Ukaladırlar, bilgiçlik taslarlar.
Hani bir fizolofun ‘herkesin anladığı bir filozof bitmiş bir filozoftur’ dediği gibi, Fransız aydınları da ‘okuyanlar beni anlayıverir’ diye korkarlar ve anlaşılmamak için ellerinden geleni yaparlar.
Jacques Attali gerçek bir aydındır, ama böyle değildir. Halka ulaşmak ister.
Hani bir fıkra vardır, adam arkadaşına ‘Benim kızım da o..pu oldu ama, ben senin kadar güzel anlatamıyorum’ demiş.
Ben de Attali gibi düşünüyorum ama, onun kadar güzel anlatamıyorum.
*
Yukarıda sorduklarını bir tekrarlayalım isterseniz:
(1) Mecbur kalmadan başka bir kente göçmeye, işinizi değiştirmeye; daha iyi, yahut istediğiniz gibi yaşamak için güvenliğin verdiği konfordan fedakarlık edip riske girmeye; yahut istediğiniz gibi yaşamak için 'küçülmeye' hazır mısınız?

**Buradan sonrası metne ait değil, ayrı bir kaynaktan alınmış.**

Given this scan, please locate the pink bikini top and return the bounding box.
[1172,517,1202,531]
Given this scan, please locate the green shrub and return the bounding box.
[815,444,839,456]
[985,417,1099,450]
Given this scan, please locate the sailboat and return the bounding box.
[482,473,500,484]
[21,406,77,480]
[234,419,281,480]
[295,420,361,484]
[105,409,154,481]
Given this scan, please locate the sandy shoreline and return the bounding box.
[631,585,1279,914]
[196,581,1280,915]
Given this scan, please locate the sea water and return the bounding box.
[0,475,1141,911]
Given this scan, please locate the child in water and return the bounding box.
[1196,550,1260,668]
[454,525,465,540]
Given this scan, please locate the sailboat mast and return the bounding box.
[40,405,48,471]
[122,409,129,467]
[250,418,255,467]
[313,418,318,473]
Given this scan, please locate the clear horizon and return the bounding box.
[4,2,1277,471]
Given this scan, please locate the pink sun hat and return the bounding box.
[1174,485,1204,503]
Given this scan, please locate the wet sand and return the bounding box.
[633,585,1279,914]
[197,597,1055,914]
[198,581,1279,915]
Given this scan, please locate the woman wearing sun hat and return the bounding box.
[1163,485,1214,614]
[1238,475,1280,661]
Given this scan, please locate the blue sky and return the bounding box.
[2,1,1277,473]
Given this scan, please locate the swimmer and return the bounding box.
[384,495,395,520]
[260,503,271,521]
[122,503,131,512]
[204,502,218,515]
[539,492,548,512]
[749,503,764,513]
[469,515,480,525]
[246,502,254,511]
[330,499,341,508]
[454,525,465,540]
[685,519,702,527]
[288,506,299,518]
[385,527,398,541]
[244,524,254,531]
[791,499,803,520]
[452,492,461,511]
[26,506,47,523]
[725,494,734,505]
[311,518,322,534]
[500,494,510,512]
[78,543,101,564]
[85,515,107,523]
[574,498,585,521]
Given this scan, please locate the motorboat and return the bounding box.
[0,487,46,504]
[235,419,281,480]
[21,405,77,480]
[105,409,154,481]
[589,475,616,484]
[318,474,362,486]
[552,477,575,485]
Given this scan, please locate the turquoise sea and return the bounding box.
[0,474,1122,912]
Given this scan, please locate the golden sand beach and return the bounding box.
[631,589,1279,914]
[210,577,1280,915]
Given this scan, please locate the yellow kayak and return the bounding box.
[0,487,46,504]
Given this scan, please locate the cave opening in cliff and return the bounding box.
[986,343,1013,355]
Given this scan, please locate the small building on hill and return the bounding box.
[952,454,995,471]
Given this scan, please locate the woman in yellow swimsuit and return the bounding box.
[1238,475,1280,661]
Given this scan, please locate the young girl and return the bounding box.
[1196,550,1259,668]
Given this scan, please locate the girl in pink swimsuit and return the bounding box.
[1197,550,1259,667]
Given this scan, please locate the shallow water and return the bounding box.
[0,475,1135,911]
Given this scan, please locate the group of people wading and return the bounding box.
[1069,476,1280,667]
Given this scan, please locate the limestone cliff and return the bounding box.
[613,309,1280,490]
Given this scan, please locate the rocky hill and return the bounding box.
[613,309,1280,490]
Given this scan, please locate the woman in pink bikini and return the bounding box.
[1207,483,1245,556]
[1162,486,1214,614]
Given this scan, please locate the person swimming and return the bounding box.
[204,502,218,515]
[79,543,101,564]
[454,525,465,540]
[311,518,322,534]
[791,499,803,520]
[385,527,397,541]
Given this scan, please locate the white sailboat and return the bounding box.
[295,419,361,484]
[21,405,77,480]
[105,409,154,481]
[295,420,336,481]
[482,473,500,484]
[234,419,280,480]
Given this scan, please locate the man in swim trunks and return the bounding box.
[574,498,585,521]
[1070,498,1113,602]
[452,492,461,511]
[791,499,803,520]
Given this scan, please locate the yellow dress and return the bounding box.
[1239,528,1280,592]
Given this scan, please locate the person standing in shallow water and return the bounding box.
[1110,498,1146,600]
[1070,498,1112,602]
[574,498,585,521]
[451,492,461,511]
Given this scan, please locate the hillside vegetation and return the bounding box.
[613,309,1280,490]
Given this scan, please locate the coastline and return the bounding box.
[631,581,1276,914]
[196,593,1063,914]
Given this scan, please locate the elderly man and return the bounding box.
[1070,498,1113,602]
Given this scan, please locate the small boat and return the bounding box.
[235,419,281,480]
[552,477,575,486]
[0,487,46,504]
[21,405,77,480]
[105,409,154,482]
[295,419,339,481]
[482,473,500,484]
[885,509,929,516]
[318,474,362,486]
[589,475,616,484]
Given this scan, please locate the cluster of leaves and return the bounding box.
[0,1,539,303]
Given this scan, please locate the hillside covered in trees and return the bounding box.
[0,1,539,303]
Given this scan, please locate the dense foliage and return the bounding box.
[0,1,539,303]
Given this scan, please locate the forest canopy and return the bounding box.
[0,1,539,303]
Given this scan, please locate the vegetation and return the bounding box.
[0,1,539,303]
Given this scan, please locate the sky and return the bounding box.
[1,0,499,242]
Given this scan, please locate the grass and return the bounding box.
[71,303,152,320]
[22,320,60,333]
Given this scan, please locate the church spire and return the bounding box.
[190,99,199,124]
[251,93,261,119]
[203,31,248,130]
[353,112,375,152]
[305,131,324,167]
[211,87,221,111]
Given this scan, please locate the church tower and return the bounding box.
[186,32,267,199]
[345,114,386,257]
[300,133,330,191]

(2) Önünüzde kalan yılları, kendiniz ve sevdikleriniz için en iyi şekilde nasıl değerlendirebileceğinizi oturup düşünüyor musunuz? Yoksa kendinizi rüzgara bırakmış, 'hayatın ve tesadüflerin sizi götürdüğü yere' gitmekle mi yetiniyorsunuz?
(3) Hiç 'dünya ne yöne gidiyor, ben bu değişimin neresindeyim?' diye endişelendiğiniz oldu mu? Yoksa 'ben doğru yerde duruyorum, başkaları yanlış yöne gidiyor' diye kendini aldatanlardan mısınız?
Ve Attali'nin sorduğu en ağır soru:
(4) Kim olduğunuzu, yaptığınız işi, yaşadığınız hayatı gerçekten siz mi seçtiniz? Yani siz, gerçekten 'kendiniz' misiniz? Yoksa kararlarınızı başkaları mı / hayat mı / tesadüfler mi veriyor?
Peki, cevabınız hayırsa, niye 'siz olmak için' gerekli adımı atamadığınızı hiç düşündünüz mü?
Bunu düşünmekten bile mi korkuyorsunuz?